Edwards quit the show by the end of May, and Beutel followed her out a few months later. On November 3, the Monday following its final broadcast, it was replaced with a more well-known, more successful effort, Good Morning America.

==Logo==
The logo for AM America had the letters A and M colored in blue while the rest of the word "America" was colored in red. The "AM" overlapped with "America". A star was placed inside the "A".

==Theme music==
The series' theme music was "Spirit Of '76 (AM America)," an instrumental composed by William Goldstein which was released as a single for Motown in November 1975.

==Franchising==
The AM (city name) name was franchised to ABC stations across the United States, for locally produced morning talk programs (which generally aired during the 9 a.m. hour, after the national program ended; they generally had one or two hosts, and most had a live studio audience, especially during the 1980s).

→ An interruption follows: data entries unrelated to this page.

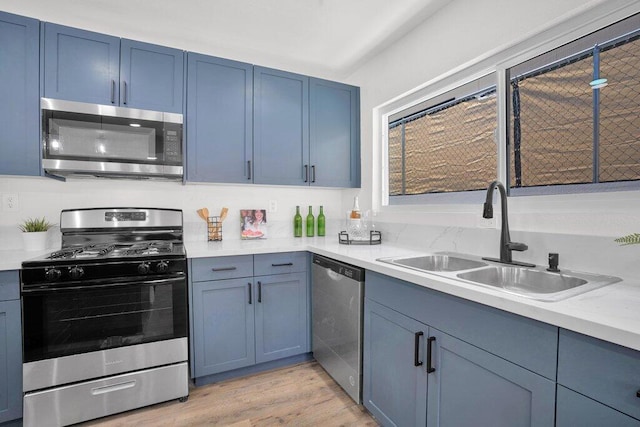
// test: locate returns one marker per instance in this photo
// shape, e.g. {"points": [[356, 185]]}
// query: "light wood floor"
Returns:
{"points": [[299, 395]]}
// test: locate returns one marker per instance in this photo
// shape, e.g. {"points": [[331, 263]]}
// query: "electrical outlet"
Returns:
{"points": [[486, 222], [10, 202]]}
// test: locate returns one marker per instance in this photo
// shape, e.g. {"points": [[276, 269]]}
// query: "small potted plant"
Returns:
{"points": [[629, 239], [34, 233]]}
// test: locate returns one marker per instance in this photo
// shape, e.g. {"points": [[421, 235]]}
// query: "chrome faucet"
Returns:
{"points": [[506, 245]]}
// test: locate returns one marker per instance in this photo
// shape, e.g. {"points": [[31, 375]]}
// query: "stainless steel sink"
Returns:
{"points": [[530, 282], [436, 262], [537, 283]]}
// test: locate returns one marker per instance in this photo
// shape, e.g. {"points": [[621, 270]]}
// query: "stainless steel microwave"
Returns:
{"points": [[109, 141]]}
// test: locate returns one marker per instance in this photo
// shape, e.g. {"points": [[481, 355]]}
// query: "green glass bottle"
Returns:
{"points": [[310, 223], [321, 222], [297, 223]]}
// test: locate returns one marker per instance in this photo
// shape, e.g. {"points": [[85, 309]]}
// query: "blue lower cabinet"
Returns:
{"points": [[574, 409], [394, 374], [240, 322], [10, 348], [223, 325], [281, 316], [472, 387]]}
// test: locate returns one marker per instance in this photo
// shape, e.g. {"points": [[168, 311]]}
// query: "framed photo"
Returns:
{"points": [[253, 224]]}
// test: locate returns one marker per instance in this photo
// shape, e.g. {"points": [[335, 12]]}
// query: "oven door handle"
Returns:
{"points": [[40, 289]]}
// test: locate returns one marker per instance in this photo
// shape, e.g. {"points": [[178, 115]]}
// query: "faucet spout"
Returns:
{"points": [[506, 245]]}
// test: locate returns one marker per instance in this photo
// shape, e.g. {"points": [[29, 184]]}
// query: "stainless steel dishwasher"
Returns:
{"points": [[337, 303]]}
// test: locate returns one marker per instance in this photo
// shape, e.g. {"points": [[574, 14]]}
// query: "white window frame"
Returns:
{"points": [[556, 34]]}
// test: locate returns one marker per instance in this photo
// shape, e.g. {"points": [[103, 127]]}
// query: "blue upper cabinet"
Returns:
{"points": [[306, 130], [334, 139], [219, 120], [81, 65], [96, 68], [151, 76], [281, 127], [19, 82]]}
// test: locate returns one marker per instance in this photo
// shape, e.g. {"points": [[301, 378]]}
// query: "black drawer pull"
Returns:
{"points": [[430, 341], [416, 349], [224, 269]]}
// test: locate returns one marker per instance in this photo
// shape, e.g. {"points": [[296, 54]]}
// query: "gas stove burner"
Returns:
{"points": [[148, 248]]}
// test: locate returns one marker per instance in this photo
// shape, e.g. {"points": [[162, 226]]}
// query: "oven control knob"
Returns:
{"points": [[162, 267], [52, 274], [143, 268], [76, 272]]}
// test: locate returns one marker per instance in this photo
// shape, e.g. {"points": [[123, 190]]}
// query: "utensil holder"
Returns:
{"points": [[214, 228]]}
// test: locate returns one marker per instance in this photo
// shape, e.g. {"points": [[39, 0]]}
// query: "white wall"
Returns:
{"points": [[461, 34]]}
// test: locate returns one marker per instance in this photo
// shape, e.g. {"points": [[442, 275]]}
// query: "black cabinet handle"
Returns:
{"points": [[430, 342], [223, 269], [416, 349]]}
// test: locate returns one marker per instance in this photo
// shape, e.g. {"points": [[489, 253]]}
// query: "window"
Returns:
{"points": [[446, 144], [575, 121]]}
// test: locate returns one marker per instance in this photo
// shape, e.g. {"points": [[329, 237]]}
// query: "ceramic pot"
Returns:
{"points": [[35, 241]]}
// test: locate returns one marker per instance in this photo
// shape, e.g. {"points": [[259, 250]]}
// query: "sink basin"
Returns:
{"points": [[436, 262], [536, 283]]}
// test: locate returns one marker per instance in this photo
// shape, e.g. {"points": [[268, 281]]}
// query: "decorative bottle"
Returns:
{"points": [[321, 222], [355, 212], [310, 223], [297, 223]]}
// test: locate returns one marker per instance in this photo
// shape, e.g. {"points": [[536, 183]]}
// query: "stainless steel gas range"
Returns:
{"points": [[105, 318]]}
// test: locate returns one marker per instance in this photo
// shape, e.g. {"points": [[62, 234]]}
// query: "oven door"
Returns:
{"points": [[61, 321]]}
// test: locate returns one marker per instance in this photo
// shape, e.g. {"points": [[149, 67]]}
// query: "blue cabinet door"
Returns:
{"points": [[334, 140], [219, 120], [19, 82], [223, 325], [151, 76], [10, 347], [281, 316], [281, 127], [394, 388], [574, 409], [473, 387], [81, 65]]}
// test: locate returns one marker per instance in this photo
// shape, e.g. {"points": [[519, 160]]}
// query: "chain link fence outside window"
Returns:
{"points": [[565, 132], [449, 148]]}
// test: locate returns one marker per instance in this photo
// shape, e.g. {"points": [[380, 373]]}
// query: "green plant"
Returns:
{"points": [[630, 239], [35, 224]]}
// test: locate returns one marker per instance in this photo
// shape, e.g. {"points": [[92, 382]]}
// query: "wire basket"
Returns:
{"points": [[214, 228]]}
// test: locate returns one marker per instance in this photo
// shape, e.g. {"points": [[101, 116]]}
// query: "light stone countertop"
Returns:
{"points": [[611, 313]]}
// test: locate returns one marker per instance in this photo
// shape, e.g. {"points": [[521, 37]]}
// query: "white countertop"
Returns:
{"points": [[611, 313]]}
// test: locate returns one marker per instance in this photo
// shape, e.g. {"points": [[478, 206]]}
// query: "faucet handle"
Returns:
{"points": [[515, 246]]}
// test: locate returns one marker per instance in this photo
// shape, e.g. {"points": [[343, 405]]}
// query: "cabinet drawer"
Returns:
{"points": [[279, 263], [606, 372], [217, 268], [9, 285]]}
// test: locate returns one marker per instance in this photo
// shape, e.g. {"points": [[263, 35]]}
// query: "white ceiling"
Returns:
{"points": [[330, 36]]}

- AM Los Angeles, the successor to Ralph Story's AM, featured Regis Philbin and Sarah Purcell. Purcell was replaced by Cyndy Garvey in 1978, and the show moved to New York City in 1983 (where it replaced AM New York), eventually evolving into the current Live with Kelly and Mark. After the departures of Philbin and Garvey, AM Los Angeles continued on KABC-TV featuring at various points Paul Moyer, Ann Martin, Harold Greene, Steve Edwards, Patty Duke, Cristina Ferrare and Tawny Little until 1991 when the program was replaced by Live with Regis and Kathie Lee.

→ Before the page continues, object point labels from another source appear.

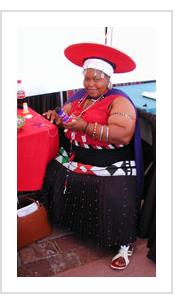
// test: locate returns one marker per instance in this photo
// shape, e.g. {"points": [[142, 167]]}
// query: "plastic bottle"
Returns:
{"points": [[20, 95]]}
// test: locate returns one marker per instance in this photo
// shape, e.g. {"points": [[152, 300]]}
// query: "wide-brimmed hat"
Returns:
{"points": [[78, 53]]}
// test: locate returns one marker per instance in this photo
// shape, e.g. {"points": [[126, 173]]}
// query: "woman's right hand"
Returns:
{"points": [[52, 116]]}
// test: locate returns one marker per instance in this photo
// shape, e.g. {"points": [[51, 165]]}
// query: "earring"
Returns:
{"points": [[110, 85]]}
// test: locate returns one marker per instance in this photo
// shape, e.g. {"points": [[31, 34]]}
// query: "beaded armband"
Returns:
{"points": [[121, 114], [94, 129]]}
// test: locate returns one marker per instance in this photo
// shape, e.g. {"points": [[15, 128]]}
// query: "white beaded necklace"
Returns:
{"points": [[90, 105]]}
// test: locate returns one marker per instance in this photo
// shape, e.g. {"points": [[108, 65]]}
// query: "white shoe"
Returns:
{"points": [[120, 260]]}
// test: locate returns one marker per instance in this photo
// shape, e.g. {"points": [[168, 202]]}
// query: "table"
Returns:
{"points": [[146, 109], [37, 144]]}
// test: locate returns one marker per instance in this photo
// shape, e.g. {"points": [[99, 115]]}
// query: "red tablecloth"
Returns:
{"points": [[37, 144]]}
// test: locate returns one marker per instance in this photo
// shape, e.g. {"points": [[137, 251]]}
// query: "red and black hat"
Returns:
{"points": [[78, 53]]}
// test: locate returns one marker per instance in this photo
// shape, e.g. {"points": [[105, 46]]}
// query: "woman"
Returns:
{"points": [[92, 186]]}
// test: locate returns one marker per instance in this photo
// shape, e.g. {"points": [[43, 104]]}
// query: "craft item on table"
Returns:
{"points": [[25, 108], [20, 122]]}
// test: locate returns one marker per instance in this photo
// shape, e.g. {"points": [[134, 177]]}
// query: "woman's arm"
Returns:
{"points": [[54, 117]]}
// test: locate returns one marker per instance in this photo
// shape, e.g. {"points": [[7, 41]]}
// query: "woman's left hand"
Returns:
{"points": [[76, 124]]}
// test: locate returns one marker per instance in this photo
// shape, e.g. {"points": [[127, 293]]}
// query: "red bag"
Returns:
{"points": [[32, 223]]}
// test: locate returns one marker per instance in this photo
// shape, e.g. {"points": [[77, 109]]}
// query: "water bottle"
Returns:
{"points": [[20, 95]]}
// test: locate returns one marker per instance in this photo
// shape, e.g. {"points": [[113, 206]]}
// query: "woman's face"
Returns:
{"points": [[95, 82]]}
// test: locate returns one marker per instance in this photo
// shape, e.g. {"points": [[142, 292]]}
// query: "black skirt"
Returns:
{"points": [[100, 208]]}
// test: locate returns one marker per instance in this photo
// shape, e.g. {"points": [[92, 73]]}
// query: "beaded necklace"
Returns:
{"points": [[71, 153], [82, 102]]}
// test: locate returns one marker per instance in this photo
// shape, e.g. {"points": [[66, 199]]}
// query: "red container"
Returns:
{"points": [[33, 226]]}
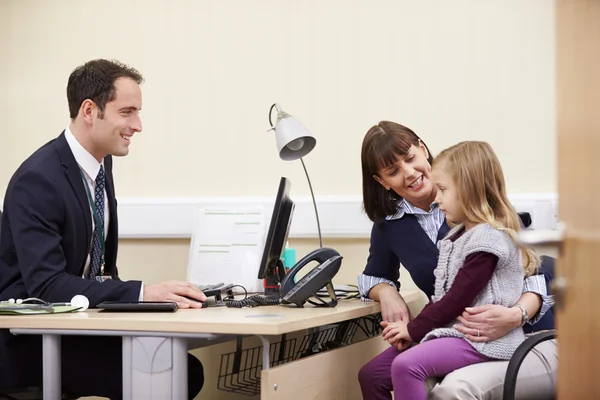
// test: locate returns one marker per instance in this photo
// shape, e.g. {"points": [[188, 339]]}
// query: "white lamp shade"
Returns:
{"points": [[293, 139]]}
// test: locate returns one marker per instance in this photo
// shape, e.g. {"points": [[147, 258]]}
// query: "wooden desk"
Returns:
{"points": [[157, 342]]}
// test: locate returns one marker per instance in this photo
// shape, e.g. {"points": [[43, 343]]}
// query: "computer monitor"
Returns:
{"points": [[271, 266]]}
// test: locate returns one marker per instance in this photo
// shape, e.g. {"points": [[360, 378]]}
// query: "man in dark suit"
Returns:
{"points": [[60, 233]]}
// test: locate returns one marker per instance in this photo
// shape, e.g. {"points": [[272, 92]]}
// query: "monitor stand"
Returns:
{"points": [[272, 282]]}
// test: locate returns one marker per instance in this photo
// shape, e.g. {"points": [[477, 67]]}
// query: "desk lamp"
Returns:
{"points": [[294, 141]]}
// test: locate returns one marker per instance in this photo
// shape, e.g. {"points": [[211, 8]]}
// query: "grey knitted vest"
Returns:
{"points": [[504, 288]]}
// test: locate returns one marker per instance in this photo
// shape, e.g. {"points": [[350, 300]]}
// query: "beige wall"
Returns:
{"points": [[454, 70], [465, 69]]}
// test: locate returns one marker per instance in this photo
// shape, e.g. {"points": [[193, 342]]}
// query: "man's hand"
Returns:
{"points": [[489, 322], [176, 291], [396, 334]]}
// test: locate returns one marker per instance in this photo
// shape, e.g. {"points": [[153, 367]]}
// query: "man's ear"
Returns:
{"points": [[381, 182], [88, 110], [423, 148]]}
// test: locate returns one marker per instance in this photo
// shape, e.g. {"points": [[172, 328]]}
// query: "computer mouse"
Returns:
{"points": [[204, 304]]}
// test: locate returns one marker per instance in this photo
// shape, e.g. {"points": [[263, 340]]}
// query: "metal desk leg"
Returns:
{"points": [[52, 385], [179, 371], [155, 368], [127, 368], [266, 351]]}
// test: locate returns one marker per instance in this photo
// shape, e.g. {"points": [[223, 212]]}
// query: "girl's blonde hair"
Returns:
{"points": [[481, 190]]}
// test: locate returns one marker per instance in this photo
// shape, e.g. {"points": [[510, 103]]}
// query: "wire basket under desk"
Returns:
{"points": [[239, 371]]}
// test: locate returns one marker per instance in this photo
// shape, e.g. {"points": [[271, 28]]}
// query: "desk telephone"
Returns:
{"points": [[321, 276]]}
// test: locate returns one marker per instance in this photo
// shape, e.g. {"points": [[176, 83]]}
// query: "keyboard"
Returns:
{"points": [[214, 289]]}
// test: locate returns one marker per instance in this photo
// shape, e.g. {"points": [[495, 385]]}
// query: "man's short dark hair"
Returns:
{"points": [[95, 80]]}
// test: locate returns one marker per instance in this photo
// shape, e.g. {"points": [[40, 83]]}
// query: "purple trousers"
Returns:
{"points": [[405, 372]]}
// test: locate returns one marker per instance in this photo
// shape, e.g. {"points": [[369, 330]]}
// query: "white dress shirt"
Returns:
{"points": [[90, 168]]}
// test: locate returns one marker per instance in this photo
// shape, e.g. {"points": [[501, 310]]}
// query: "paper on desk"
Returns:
{"points": [[29, 309], [227, 245]]}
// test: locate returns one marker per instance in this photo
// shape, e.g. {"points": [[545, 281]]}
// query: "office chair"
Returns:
{"points": [[512, 372], [510, 380]]}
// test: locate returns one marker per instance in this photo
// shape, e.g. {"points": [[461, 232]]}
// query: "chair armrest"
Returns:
{"points": [[510, 381]]}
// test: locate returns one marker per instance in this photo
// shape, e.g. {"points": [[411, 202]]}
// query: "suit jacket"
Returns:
{"points": [[47, 232]]}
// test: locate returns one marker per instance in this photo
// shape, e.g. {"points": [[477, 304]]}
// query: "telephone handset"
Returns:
{"points": [[299, 292]]}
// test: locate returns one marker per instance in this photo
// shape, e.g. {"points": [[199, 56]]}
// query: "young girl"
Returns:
{"points": [[479, 263]]}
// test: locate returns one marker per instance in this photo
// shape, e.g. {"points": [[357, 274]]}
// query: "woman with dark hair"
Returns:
{"points": [[398, 197]]}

- WLS-TV's AM Chicago (itself a successor to the Kennedy and Company series hosted by Bob Kennedy, who would have been an AM America co-host prior to his unexpected death), hosted by (among others) Sandi Freeman, Steve Edwards, John Barbour, Robb Weller, Tim Weigel, John Callaway and Oprah Winfrey. The program evolved into The Oprah Winfrey Show which aired in the former AM Chicago time slot from 1986 to 2011. After Oprah ended, WLS-TV premiered Windy City Live which aired in the same time slot until 2013 when it was replaced by Live with Kelly and Michael (now Live with Kelly and Mark).

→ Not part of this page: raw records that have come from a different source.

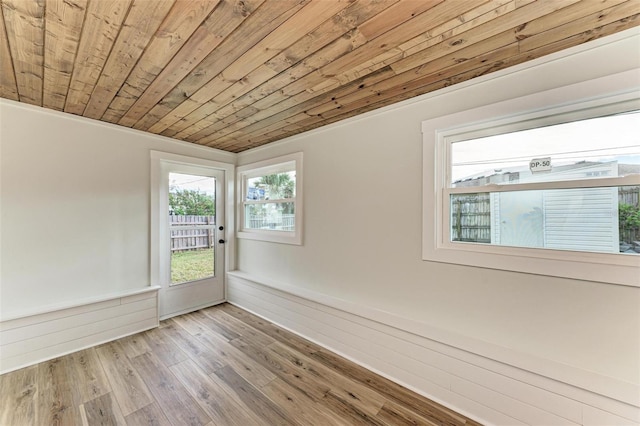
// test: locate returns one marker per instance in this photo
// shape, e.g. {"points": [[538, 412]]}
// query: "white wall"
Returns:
{"points": [[363, 216], [75, 208]]}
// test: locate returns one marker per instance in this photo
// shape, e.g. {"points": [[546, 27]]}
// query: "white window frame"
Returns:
{"points": [[517, 114], [261, 168]]}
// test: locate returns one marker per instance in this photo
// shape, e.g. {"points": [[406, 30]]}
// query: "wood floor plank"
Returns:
{"points": [[262, 406], [235, 325], [18, 390], [179, 407], [134, 345], [218, 366], [392, 391], [360, 396], [203, 320], [343, 407], [295, 377], [88, 376], [223, 407], [249, 369], [395, 414], [195, 349], [103, 411], [305, 410], [55, 398], [129, 389], [150, 415], [279, 334], [163, 347]]}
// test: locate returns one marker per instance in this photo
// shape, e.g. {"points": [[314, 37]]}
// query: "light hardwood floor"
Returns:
{"points": [[217, 366]]}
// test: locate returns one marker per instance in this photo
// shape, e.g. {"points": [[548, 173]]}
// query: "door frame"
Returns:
{"points": [[158, 160]]}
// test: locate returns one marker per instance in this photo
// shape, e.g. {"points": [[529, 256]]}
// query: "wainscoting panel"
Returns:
{"points": [[42, 336], [491, 391]]}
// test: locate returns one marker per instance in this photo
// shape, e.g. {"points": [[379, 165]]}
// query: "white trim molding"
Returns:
{"points": [[38, 337], [270, 166], [605, 95], [492, 384]]}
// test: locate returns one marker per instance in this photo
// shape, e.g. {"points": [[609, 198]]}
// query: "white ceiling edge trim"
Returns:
{"points": [[60, 114], [575, 50]]}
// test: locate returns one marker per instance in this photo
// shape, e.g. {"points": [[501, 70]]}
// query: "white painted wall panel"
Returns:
{"points": [[75, 207], [363, 234], [492, 392], [35, 338]]}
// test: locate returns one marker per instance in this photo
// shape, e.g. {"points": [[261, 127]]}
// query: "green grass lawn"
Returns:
{"points": [[191, 265]]}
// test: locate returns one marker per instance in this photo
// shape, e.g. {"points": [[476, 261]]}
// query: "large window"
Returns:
{"points": [[552, 191], [271, 207]]}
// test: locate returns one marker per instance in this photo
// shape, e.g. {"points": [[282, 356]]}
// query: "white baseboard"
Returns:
{"points": [[480, 385], [38, 337]]}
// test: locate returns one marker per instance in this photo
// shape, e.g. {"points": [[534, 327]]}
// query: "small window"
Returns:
{"points": [[271, 208], [553, 192]]}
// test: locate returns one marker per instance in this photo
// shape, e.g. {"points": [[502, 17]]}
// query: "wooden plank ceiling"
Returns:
{"points": [[236, 74]]}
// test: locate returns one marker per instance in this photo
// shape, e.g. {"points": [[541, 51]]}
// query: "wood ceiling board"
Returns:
{"points": [[8, 85], [141, 24], [182, 21], [312, 43], [24, 24], [222, 21], [260, 23], [407, 92], [62, 36], [236, 74], [101, 27]]}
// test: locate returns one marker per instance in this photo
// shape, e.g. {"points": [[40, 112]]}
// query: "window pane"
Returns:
{"points": [[192, 227], [583, 219], [273, 216], [272, 187], [595, 148]]}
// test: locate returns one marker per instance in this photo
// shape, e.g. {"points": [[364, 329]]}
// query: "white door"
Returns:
{"points": [[191, 238]]}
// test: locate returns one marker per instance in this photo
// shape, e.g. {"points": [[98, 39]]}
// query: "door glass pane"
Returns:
{"points": [[192, 227]]}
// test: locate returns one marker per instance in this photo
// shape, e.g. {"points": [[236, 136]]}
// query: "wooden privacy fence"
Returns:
{"points": [[471, 216], [185, 237], [629, 195], [261, 222]]}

- WXYZ-TV had an AM Detroit in the mid-1970s (hosted by Dennis Wholey) which was replaced by Kelly & Company, with former Action News co-anchorman John Kelly and weathercaster Marilyn Turner (a husband-and-wife team), which ran through the early 1990s.
- KGO-TV's AM San Francisco (aired from 1975 to 1988) featured the husband-and-wife team of Fred LaCosse and Terry Lowry. Nancy Fleming co-hosted for a period in the 1970s. Before 1975, the program was simply called AM and was hosted by Jim Dunbar (best known for being a longtime personality for KGO radio). Other hosts of AM San Francisco included Suzanne Somers, Jim Lange and Maury Povich. The show was renamed Good Morning Bay Area in 1988 and ran under this title until being replaced by Live with Regis and Kathie Lee.
- WKBW-TV's AM Buffalo, which replaced a Dialing for Dollars franchise, aired on that station from 1978 to 2023.
- Additionally, KATU in Portland has aired AM Northwest since the debut of AM America. There also was a short lived AM Northwest program on Seattle's KOMO-TV (sister station to KATU) in either the 1980s or 1990s. The KATU and KOMO-TV versions had different hosts and guests, but the debut broadcast on KOMO included on air interaction with the hosts at AM Northwest in Portland.
- Some non-ABC affiliated stations such as CBS affiliate KHOU in Houston and then-NBC owned-and-operated station WKYC in Cleveland formerly used the AM branding for their respectively programs AM Houston and AM Cleveland, respectively (in Houston, ABC owned-and-operated station KTRK-TV, had used Good Morning Houston for its early morning local program).